The pathophysiology of PD is linked to basal ganglia dysfunction and/or neural networks tied to this system. Unlike the limb effects of PD, however, evidence for pharmaceutical and surgical treatments improving hypokinetic dysarthria has been equivocal, suggesting that speech and voice manifestations of PD are influenced by pathways related to, but outside, the basal ganglia nuclei [3]. The model of PD progression proposed by Braak et al. (2004) suggested that early stage PD is characterized by neuronal impairment in the medulla and pons, including nuclei of the vagus and glossopharyngeal nerves [4]. Sapir (2014) has suggested that this model could explain why hypokinetic dysarthria is not sensitive to dopamine replacement therapy (cranial nerves are influenced by dopaminergic pathways, but do not directly utilize dopamine for neuronal communication) [3]. The muted effect of medication for treating the voice manifestations of PD, specifically the glottal incompetence resulting in low volume which progresses along with the disease, lends support to that position.

The laryngeal dysfunction resulting from hypokinetic dysarthria in PD is manifested by glottal incompetence due to bowing of the vocal folds, in some cases with accompanying atrophy [5]. The perceptual and physiological consequences of this impairment are reduced speech volume and vocal sound intensity, respectively. In theory these changes result from rigidity (Hypertonicity) in respiratory and laryngeal muscles due to the extrapyramidal dysfunction underlying the disease, although alternative theories of hypotonicity have also been presented [69]. In addition, alternative explanations for hypokinetic dysarthria tying voice and speech effects to factors other than rigidity have been proposed. Among these include impaired scaling of vocal effort resulting in the reduced vocal amplitude that is characteristic of speakers with PD [3]. This theory links the basal ganglia mediation of physical effort sense to the reduced vocal effort and subsequent low volume characterizing speech patterns of speakers with PD.

Bowed vocal folds are a characteristic of some speakers with PD, and surgical correction for the glottal incompetence has primarily involved injection laryngoplasty [10, 11]. Injectable substances are temporary, however, and repeated injections would be required for continuing improvement of glottal closure. Alternatively, a number of voice therapy approaches have demonstrated effective short and long-term outcomes for improving vocal amplitude and perceptual voice quality in populations with PD. A ubiquitous characteristic of voice therapy treatments for glottal incompetence, including those associated with PD, is a focus on high intensity (e.g., large number of repetitions) clinician guided exercise to promote adaptation in muscles and neurological pathways, and increased muscular effort to increase motor unit recruitment and the resulting amplitude of motor activity. These treatments target the issue of underscaling of vocal effort which is ubiquitous in speakers with PD [3].

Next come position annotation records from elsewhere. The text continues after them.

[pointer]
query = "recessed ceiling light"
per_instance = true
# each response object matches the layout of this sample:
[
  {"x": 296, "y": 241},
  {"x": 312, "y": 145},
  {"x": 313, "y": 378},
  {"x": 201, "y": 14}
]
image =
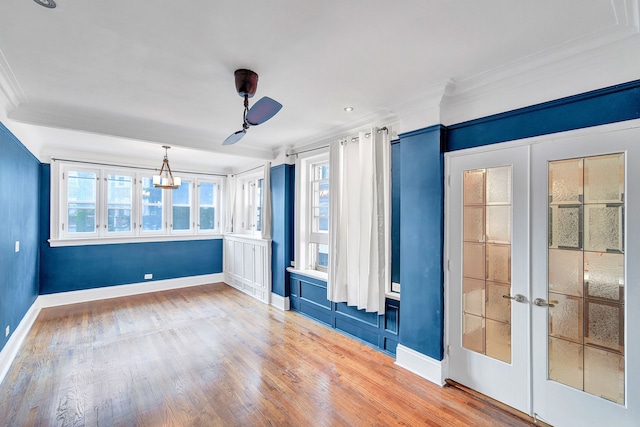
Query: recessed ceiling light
[{"x": 46, "y": 3}]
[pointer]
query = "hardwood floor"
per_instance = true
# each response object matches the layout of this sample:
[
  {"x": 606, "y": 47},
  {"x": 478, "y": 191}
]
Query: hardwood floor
[{"x": 212, "y": 356}]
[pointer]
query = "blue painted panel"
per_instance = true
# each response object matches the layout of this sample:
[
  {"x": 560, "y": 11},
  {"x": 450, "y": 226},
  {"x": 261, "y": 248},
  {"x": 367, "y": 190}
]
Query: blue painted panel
[
  {"x": 19, "y": 216},
  {"x": 314, "y": 293},
  {"x": 85, "y": 267},
  {"x": 294, "y": 286},
  {"x": 316, "y": 312},
  {"x": 391, "y": 319},
  {"x": 613, "y": 104},
  {"x": 395, "y": 212},
  {"x": 366, "y": 327},
  {"x": 370, "y": 318},
  {"x": 282, "y": 196},
  {"x": 422, "y": 237},
  {"x": 390, "y": 345}
]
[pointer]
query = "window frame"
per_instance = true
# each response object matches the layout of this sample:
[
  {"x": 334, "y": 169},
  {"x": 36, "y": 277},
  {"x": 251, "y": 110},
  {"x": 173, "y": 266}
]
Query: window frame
[
  {"x": 59, "y": 220},
  {"x": 304, "y": 212},
  {"x": 217, "y": 197},
  {"x": 249, "y": 206}
]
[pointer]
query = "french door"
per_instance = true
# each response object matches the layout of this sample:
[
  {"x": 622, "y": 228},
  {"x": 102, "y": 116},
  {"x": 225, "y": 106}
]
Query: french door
[{"x": 543, "y": 283}]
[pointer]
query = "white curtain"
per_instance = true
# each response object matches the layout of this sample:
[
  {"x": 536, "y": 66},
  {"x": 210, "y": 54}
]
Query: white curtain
[
  {"x": 230, "y": 205},
  {"x": 359, "y": 229},
  {"x": 266, "y": 202}
]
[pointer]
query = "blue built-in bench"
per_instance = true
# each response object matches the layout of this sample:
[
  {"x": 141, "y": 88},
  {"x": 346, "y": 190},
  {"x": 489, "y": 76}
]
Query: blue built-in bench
[{"x": 308, "y": 296}]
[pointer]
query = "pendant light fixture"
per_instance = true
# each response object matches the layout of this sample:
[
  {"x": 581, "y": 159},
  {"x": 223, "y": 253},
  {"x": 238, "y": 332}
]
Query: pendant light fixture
[{"x": 165, "y": 178}]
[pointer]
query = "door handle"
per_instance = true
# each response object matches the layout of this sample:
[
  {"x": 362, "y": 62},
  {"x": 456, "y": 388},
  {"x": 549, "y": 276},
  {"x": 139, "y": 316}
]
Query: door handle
[
  {"x": 516, "y": 297},
  {"x": 540, "y": 302}
]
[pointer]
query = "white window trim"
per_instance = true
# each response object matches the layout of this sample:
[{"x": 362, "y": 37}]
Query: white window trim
[
  {"x": 302, "y": 220},
  {"x": 58, "y": 194},
  {"x": 246, "y": 211}
]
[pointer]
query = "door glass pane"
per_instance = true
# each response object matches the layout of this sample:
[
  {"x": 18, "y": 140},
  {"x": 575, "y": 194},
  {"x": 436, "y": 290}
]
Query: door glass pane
[
  {"x": 487, "y": 262},
  {"x": 586, "y": 275}
]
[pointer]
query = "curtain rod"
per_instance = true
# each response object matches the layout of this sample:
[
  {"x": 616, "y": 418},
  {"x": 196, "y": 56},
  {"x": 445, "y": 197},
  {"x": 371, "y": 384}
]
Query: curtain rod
[
  {"x": 354, "y": 139},
  {"x": 131, "y": 167},
  {"x": 248, "y": 170}
]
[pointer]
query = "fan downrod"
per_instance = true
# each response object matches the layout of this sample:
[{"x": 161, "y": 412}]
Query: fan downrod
[{"x": 246, "y": 82}]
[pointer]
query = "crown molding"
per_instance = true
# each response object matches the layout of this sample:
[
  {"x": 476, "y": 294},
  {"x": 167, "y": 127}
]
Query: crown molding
[
  {"x": 10, "y": 88},
  {"x": 97, "y": 122},
  {"x": 602, "y": 59}
]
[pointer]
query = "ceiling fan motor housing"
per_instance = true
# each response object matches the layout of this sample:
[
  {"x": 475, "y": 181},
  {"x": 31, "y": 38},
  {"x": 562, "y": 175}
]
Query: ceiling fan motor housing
[{"x": 246, "y": 82}]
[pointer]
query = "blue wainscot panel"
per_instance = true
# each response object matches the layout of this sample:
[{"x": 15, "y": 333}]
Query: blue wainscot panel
[
  {"x": 308, "y": 296},
  {"x": 84, "y": 267}
]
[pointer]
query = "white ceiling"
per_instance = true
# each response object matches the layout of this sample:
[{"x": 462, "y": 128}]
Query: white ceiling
[{"x": 120, "y": 78}]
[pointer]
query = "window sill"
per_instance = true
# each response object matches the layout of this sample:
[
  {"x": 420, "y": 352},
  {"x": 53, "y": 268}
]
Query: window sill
[
  {"x": 310, "y": 273},
  {"x": 246, "y": 236},
  {"x": 83, "y": 241}
]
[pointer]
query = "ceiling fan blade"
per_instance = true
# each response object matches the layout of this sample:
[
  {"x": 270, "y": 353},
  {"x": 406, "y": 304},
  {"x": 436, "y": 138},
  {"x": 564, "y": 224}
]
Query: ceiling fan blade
[
  {"x": 234, "y": 137},
  {"x": 262, "y": 111}
]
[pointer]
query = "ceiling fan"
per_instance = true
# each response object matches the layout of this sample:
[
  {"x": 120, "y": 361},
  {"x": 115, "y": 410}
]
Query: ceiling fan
[{"x": 260, "y": 112}]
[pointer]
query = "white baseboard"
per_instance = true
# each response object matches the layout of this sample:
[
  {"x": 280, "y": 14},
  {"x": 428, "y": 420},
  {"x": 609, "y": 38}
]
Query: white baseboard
[
  {"x": 278, "y": 301},
  {"x": 10, "y": 349},
  {"x": 420, "y": 364},
  {"x": 74, "y": 297}
]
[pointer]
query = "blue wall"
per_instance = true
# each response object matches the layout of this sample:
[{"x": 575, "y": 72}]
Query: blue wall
[
  {"x": 421, "y": 240},
  {"x": 72, "y": 268},
  {"x": 609, "y": 105},
  {"x": 282, "y": 203},
  {"x": 20, "y": 178}
]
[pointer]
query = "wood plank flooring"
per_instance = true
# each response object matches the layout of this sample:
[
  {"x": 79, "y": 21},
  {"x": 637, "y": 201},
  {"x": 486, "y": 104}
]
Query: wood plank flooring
[{"x": 212, "y": 356}]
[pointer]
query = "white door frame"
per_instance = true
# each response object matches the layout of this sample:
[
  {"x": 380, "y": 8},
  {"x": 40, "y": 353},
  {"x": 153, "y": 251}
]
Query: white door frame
[{"x": 632, "y": 345}]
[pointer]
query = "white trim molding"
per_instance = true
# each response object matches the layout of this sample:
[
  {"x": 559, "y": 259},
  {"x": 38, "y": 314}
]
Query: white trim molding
[
  {"x": 421, "y": 365},
  {"x": 280, "y": 302},
  {"x": 10, "y": 350}
]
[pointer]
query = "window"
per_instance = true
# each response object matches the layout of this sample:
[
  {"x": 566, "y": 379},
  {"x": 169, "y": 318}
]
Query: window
[
  {"x": 207, "y": 199},
  {"x": 313, "y": 172},
  {"x": 251, "y": 187},
  {"x": 181, "y": 207},
  {"x": 119, "y": 203},
  {"x": 109, "y": 205},
  {"x": 81, "y": 202},
  {"x": 152, "y": 204},
  {"x": 312, "y": 219},
  {"x": 319, "y": 211}
]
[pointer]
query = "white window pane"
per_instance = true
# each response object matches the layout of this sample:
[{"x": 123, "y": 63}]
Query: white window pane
[
  {"x": 119, "y": 203},
  {"x": 181, "y": 206},
  {"x": 81, "y": 201},
  {"x": 82, "y": 217}
]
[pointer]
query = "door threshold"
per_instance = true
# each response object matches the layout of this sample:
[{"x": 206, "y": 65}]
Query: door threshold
[{"x": 495, "y": 403}]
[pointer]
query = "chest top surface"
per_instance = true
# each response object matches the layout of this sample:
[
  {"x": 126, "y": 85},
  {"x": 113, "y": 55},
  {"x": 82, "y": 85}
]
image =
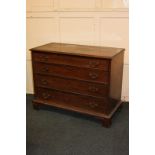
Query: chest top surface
[{"x": 80, "y": 50}]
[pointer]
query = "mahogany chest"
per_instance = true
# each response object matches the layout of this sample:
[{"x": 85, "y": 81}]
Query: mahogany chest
[{"x": 84, "y": 79}]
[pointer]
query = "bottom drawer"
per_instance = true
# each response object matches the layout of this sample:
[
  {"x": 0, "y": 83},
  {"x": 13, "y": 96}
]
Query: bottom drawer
[{"x": 72, "y": 100}]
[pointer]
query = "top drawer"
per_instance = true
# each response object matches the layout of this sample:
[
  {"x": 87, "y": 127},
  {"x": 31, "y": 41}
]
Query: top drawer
[{"x": 87, "y": 62}]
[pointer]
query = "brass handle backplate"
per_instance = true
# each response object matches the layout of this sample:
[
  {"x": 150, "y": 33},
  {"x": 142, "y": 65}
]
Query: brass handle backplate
[{"x": 93, "y": 75}]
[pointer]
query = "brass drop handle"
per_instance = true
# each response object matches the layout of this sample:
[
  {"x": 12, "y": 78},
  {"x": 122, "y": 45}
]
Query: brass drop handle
[
  {"x": 93, "y": 75},
  {"x": 45, "y": 58},
  {"x": 44, "y": 82},
  {"x": 93, "y": 89},
  {"x": 93, "y": 105},
  {"x": 46, "y": 95},
  {"x": 45, "y": 69},
  {"x": 93, "y": 63}
]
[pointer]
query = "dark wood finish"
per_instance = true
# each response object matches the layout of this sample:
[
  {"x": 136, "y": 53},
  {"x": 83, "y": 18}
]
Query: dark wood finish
[
  {"x": 100, "y": 105},
  {"x": 80, "y": 50},
  {"x": 72, "y": 72},
  {"x": 85, "y": 79},
  {"x": 72, "y": 85},
  {"x": 72, "y": 60}
]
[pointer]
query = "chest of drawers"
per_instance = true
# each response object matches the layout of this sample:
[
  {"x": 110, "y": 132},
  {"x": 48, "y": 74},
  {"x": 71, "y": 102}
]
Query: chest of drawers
[{"x": 84, "y": 79}]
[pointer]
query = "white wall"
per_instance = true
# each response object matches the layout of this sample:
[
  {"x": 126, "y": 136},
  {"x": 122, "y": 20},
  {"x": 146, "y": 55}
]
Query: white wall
[{"x": 77, "y": 21}]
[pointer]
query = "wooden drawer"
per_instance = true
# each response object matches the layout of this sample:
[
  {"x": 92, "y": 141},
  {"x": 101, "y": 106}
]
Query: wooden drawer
[
  {"x": 71, "y": 85},
  {"x": 72, "y": 60},
  {"x": 71, "y": 100},
  {"x": 72, "y": 72}
]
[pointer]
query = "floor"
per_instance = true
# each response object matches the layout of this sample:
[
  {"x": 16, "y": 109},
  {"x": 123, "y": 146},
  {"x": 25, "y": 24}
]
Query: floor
[{"x": 52, "y": 131}]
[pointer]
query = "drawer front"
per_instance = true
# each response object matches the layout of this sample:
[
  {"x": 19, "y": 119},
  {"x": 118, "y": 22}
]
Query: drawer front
[
  {"x": 72, "y": 72},
  {"x": 72, "y": 60},
  {"x": 69, "y": 99},
  {"x": 86, "y": 88}
]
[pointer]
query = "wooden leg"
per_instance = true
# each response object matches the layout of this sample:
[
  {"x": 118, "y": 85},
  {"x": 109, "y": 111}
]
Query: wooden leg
[
  {"x": 106, "y": 122},
  {"x": 36, "y": 106}
]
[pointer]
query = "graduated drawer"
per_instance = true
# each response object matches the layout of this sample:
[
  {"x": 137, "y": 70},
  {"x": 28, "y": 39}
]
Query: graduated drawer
[
  {"x": 71, "y": 100},
  {"x": 72, "y": 85},
  {"x": 72, "y": 72},
  {"x": 72, "y": 60}
]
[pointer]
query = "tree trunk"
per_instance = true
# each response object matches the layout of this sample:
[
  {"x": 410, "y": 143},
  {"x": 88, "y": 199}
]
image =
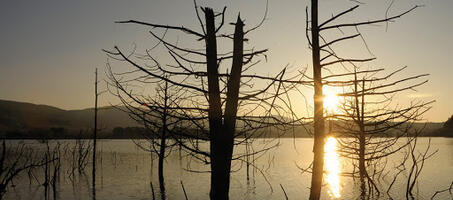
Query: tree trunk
[
  {"x": 95, "y": 133},
  {"x": 163, "y": 145},
  {"x": 318, "y": 146},
  {"x": 219, "y": 168}
]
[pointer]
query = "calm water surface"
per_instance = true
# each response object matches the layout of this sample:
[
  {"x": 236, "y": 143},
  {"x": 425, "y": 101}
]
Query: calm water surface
[{"x": 124, "y": 171}]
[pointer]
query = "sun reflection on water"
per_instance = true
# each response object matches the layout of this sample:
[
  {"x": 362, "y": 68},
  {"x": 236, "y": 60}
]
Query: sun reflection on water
[{"x": 332, "y": 166}]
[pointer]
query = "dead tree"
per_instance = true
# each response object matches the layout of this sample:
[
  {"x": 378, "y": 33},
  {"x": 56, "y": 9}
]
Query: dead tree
[
  {"x": 95, "y": 130},
  {"x": 370, "y": 123},
  {"x": 323, "y": 57},
  {"x": 153, "y": 113},
  {"x": 14, "y": 161},
  {"x": 211, "y": 98}
]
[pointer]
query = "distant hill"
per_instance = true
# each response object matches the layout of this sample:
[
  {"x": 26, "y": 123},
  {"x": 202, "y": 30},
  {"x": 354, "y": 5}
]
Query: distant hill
[
  {"x": 18, "y": 119},
  {"x": 27, "y": 116}
]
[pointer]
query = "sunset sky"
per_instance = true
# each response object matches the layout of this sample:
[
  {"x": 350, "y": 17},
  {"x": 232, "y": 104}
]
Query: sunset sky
[{"x": 50, "y": 48}]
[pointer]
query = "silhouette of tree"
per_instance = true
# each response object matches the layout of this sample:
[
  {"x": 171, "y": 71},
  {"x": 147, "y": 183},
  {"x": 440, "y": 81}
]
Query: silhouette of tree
[
  {"x": 323, "y": 57},
  {"x": 369, "y": 127},
  {"x": 210, "y": 100}
]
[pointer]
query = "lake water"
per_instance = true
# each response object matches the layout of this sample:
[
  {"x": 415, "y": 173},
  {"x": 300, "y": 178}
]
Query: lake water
[{"x": 124, "y": 171}]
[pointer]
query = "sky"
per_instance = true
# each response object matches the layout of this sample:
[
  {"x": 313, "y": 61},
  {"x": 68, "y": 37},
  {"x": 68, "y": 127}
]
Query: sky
[{"x": 50, "y": 48}]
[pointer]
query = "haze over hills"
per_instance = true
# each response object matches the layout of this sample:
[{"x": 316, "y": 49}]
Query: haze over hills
[
  {"x": 23, "y": 117},
  {"x": 26, "y": 116}
]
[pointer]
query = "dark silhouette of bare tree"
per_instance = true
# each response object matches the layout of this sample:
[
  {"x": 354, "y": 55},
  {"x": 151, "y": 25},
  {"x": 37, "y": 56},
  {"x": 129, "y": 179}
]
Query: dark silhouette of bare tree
[
  {"x": 369, "y": 126},
  {"x": 212, "y": 99},
  {"x": 323, "y": 57},
  {"x": 15, "y": 161}
]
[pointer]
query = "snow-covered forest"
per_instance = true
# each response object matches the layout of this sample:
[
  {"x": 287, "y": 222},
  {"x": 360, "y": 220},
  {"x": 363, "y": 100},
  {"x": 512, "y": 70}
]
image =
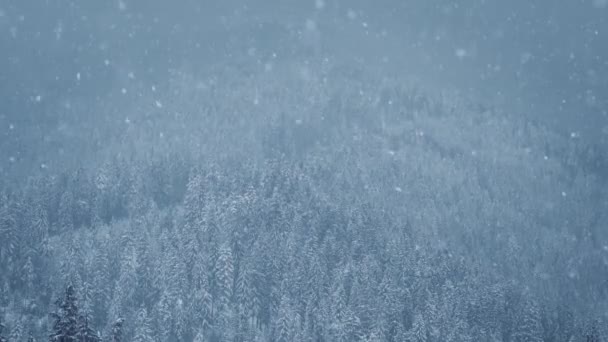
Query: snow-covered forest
[{"x": 229, "y": 173}]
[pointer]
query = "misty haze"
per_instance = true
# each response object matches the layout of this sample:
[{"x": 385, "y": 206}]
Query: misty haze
[{"x": 304, "y": 170}]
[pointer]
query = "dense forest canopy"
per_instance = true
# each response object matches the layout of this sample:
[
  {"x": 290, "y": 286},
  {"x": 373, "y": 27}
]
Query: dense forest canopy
[{"x": 281, "y": 192}]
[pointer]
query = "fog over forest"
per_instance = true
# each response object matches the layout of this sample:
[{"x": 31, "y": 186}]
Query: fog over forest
[{"x": 304, "y": 170}]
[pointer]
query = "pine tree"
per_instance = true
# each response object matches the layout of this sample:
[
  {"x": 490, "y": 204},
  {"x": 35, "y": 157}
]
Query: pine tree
[
  {"x": 143, "y": 330},
  {"x": 116, "y": 333},
  {"x": 418, "y": 333},
  {"x": 85, "y": 332},
  {"x": 65, "y": 325},
  {"x": 2, "y": 338}
]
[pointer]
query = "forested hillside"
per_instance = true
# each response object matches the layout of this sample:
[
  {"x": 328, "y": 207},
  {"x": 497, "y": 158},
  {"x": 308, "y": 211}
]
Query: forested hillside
[{"x": 304, "y": 204}]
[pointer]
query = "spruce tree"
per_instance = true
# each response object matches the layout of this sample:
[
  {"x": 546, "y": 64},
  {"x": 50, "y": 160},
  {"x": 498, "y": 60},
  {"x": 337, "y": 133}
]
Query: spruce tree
[
  {"x": 85, "y": 332},
  {"x": 117, "y": 330},
  {"x": 2, "y": 338},
  {"x": 65, "y": 320}
]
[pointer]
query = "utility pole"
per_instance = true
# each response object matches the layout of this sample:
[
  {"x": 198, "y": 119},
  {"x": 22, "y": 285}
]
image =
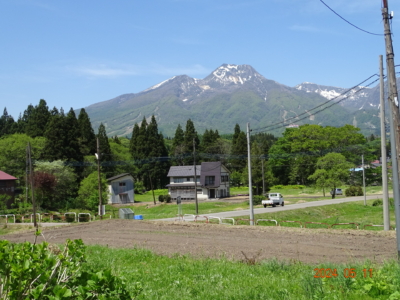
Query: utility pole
[
  {"x": 98, "y": 155},
  {"x": 250, "y": 182},
  {"x": 394, "y": 116},
  {"x": 195, "y": 178},
  {"x": 365, "y": 192},
  {"x": 386, "y": 216},
  {"x": 32, "y": 185},
  {"x": 262, "y": 170}
]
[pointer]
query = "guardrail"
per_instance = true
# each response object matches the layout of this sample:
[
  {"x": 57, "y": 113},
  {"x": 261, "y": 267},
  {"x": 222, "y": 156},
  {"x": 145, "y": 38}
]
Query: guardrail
[
  {"x": 204, "y": 217},
  {"x": 214, "y": 218},
  {"x": 356, "y": 224},
  {"x": 267, "y": 220},
  {"x": 319, "y": 223},
  {"x": 301, "y": 224},
  {"x": 372, "y": 225},
  {"x": 231, "y": 219},
  {"x": 83, "y": 214}
]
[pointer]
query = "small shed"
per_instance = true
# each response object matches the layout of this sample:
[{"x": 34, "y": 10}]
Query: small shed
[
  {"x": 7, "y": 187},
  {"x": 121, "y": 189}
]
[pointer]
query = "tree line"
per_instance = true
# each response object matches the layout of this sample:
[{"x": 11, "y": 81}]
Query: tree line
[{"x": 64, "y": 146}]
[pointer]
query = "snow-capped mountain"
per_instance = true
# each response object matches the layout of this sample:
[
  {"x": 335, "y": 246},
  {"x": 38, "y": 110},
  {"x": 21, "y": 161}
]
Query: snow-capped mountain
[
  {"x": 234, "y": 94},
  {"x": 354, "y": 98}
]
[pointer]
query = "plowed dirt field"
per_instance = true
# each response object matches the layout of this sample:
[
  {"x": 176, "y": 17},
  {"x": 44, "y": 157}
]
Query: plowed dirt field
[{"x": 233, "y": 242}]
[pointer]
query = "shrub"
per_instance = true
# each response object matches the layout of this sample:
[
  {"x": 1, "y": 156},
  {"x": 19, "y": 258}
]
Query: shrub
[
  {"x": 257, "y": 199},
  {"x": 167, "y": 198},
  {"x": 354, "y": 191},
  {"x": 49, "y": 272}
]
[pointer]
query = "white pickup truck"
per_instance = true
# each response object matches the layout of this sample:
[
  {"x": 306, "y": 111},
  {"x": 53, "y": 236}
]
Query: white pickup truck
[{"x": 274, "y": 199}]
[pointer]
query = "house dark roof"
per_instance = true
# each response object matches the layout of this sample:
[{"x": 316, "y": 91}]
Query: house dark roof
[
  {"x": 181, "y": 171},
  {"x": 118, "y": 176},
  {"x": 5, "y": 176}
]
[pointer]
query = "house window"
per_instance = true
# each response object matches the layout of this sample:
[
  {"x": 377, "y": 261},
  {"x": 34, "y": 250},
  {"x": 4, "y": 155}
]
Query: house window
[{"x": 210, "y": 180}]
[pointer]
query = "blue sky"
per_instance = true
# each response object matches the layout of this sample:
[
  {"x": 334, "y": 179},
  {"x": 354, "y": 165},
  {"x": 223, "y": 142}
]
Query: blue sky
[{"x": 74, "y": 53}]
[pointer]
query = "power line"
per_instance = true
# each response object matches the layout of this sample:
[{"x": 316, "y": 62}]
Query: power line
[
  {"x": 260, "y": 129},
  {"x": 350, "y": 22}
]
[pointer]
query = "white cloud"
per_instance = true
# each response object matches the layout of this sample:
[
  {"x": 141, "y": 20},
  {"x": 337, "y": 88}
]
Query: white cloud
[
  {"x": 118, "y": 70},
  {"x": 103, "y": 70},
  {"x": 305, "y": 28}
]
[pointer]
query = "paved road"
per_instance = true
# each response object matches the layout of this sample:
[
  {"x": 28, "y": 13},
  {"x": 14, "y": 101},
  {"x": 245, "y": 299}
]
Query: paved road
[{"x": 246, "y": 212}]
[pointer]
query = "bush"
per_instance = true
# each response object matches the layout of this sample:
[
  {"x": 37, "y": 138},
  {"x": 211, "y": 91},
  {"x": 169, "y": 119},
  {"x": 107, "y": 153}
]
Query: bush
[
  {"x": 167, "y": 198},
  {"x": 50, "y": 272},
  {"x": 379, "y": 202},
  {"x": 257, "y": 199},
  {"x": 287, "y": 187},
  {"x": 354, "y": 191}
]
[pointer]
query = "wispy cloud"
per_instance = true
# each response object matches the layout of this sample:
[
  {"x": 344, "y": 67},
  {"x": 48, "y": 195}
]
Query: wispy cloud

A well-known evidence-based approach for treating the respiratory and laryngeal impairments in PD is the Lee-Silverman Voice Treatment (LSVT), now known as LSVT LOUD®. This structured intervention targets vocal effort scaling through increased vocal loudness via intensive, high effort vocalization and speech exercises designed to transfer to activities of daily living by improving neuromotor abilities and recalibrating the patients’ perception of effort during speech production [12]. LSVT utilizes a singular target and cueing strategy of “think loud” with the aim of facilitating neuromotor adaptation during speech production so that the elevated level of effort and resulting increased amplitude of motor activity becomes automatic and is perceived as natural by the patient. A number of modifications to the traditional LSVT method (16 treatment sessions over 4 consecutive weeks) have been described, including the employment of distance technologies and reduced frequency of sessions (e.g., 2× per week over 8 weeks), with similar reported treatment outcomes [13, 14]. Interestingly, the focus on increasing the amplitude of motor activity during LSVT has also been shown to improve articulation and swallowing abilities in some patients, reportedly due to carry-over effects in neuromotor abilities associated with structures and pathways tangentially trained in the LSVT exercises [1517].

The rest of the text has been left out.